Biomedical Engineering Students Are Immersed in Imagination
Much of the biomolecular engineering field cannot be “seen” despite being a highly applied science and technology field. Undergraduates in BMEN 431 are challenged to couple imagination with engineering principles and cell and molecular biology as they investigate biomolecular engineering. Albert Einstein stated, “Imagination is more important than knowledge. For knowledge is limited to all we now know and understand, while imagination embraces the entire world, and all there will ever be to know and understand.”
To capture students’ imaginations, a traditional “sage on the stage” course was transformed into a blended course consisting of multiple synergistic pedagogical approaches, including mini-lectures, visual-based learning, inquiry-based learning, and requisite closed-ended homework problems and online quizzes. Students participated in both individual and collaborative activities. This approach places students at the center of the learning process and naturally evokes imagination. Inquiry-based activities included a series of two-circle Socratic seminars discussing relevant and high-impact peer-reviewed biomolecular engineering articles, in-class exploration of intermolecular bonds, and investigating a biomolecular tool and preparing a research paper. Visual-based learning included DNA origami to tactilely and visually study the form and function of DNA; use of computer-aided visualization tools (e.g., PDB, PepBank, PyMOL) to interactively explore molecular machinery, hydrophobicity, and intermolecular bonds; exploration of cancer drug binding interactions and kinetics at the molecular level; and development of an infographic discussing a biomolecular tool.

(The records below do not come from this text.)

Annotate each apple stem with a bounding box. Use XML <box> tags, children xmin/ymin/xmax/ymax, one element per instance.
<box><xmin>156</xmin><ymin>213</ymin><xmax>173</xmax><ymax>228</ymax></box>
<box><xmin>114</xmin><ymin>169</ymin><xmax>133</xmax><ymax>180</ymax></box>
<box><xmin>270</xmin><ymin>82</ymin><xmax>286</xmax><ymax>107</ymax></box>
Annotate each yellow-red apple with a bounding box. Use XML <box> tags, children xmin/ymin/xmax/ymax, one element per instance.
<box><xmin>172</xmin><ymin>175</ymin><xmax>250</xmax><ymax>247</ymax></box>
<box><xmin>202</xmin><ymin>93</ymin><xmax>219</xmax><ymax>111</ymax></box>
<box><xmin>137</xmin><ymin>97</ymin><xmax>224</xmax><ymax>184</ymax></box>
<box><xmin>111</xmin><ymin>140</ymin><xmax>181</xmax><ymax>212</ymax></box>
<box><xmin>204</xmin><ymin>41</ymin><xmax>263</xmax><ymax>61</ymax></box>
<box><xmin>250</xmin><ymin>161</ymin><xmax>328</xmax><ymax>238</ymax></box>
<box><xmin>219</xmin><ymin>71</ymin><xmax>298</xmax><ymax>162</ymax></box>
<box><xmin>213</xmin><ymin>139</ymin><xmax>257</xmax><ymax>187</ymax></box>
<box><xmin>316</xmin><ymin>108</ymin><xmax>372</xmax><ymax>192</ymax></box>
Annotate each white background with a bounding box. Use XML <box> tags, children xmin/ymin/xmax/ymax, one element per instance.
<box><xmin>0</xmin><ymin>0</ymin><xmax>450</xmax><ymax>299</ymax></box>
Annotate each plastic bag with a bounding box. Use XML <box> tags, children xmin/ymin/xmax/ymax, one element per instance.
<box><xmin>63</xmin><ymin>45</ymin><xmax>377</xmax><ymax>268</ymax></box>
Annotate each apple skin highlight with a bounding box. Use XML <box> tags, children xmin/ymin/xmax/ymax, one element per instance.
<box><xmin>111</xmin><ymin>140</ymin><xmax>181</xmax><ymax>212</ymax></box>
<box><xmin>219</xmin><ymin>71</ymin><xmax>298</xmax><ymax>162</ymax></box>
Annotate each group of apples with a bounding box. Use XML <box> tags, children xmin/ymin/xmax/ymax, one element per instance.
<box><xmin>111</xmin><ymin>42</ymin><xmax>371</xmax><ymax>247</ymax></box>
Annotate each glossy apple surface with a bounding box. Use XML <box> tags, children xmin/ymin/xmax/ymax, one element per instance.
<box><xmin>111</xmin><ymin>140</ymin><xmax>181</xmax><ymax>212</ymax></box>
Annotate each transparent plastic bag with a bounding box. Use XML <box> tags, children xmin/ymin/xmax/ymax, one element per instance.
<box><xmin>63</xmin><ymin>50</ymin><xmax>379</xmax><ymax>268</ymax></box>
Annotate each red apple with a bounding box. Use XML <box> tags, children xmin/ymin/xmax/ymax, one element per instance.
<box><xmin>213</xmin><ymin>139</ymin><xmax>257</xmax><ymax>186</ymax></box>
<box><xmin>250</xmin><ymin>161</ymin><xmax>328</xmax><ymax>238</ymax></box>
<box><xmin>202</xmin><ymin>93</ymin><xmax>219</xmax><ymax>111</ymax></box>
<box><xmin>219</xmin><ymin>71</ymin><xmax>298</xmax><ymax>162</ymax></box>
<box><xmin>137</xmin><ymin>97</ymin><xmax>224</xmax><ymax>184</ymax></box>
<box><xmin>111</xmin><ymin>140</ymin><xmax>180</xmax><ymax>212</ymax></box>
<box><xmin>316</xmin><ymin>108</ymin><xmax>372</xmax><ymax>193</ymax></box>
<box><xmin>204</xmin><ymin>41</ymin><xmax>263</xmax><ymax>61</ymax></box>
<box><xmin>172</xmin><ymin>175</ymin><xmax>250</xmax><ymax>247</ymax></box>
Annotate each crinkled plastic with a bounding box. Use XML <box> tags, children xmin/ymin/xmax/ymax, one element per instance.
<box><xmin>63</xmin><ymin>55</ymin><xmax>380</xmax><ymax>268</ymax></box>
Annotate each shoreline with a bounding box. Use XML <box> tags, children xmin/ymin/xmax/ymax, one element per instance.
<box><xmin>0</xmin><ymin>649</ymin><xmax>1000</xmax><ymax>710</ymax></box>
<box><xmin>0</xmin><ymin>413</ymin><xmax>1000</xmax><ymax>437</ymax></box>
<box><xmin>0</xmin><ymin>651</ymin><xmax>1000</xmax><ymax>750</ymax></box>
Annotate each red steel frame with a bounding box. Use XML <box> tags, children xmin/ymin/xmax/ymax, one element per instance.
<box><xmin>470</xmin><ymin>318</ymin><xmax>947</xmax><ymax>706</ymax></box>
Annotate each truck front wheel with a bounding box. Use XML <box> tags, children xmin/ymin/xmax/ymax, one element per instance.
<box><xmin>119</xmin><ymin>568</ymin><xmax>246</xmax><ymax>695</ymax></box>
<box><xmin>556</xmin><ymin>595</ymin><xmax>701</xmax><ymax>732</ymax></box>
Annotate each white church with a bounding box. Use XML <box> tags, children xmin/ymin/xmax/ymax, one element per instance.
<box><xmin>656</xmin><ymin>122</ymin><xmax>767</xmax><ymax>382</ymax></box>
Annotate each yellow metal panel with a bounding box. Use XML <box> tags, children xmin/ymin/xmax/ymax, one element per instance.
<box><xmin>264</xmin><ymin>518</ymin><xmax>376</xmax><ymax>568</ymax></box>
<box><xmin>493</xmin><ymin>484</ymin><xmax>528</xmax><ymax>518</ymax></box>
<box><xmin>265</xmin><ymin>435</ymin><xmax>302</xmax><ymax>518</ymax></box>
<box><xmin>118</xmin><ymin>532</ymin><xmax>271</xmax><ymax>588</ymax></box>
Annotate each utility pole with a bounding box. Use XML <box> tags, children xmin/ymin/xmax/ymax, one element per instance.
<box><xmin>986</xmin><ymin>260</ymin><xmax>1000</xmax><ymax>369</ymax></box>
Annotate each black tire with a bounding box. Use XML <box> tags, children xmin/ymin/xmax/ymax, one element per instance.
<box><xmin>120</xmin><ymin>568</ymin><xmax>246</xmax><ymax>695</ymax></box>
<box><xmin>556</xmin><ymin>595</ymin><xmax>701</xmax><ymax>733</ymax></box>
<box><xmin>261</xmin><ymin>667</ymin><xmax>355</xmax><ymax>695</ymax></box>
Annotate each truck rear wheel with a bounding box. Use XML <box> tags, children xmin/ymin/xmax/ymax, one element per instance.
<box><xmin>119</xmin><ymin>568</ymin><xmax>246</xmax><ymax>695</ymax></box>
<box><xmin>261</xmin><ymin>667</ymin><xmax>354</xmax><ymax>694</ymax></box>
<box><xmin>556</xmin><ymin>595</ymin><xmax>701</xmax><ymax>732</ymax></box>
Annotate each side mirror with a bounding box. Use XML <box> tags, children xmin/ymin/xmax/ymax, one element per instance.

A 54-question electronic survey with a five-level Likert scale was administered at the end of the semester to evaluate the blended course. Rather than relying solely on derivation and presentation of formulas and concepts, students were able, for instance, to imaginatively and actively visualize how thermodynamically-controlled “wiggling and jiggling” of proteins and Å-level changes in protein structure affect the binding kinetics of new pharmaceuticals approaching a protein’s active site and evaluate how to quantitatively measure the changes in protein dynamics and kinetics. Assessment revealed that students possessed very little experience with the visual- and inquiry-based learning activities, but by the end of the semester they felt confident using the activities to assist with coupling imagination with engineering and cell and molecular biology. Most importantly, the assessment demonstrated the blended course significantly enhanced overall learning, as well as significantly enriched students’ professional engineering workforce skills (critical thinking, teamwork, research skills, graphical tool utilization). The accompanying video provides a brief overview of the blended course to assist adapting this educational strategy to other TAMU courses.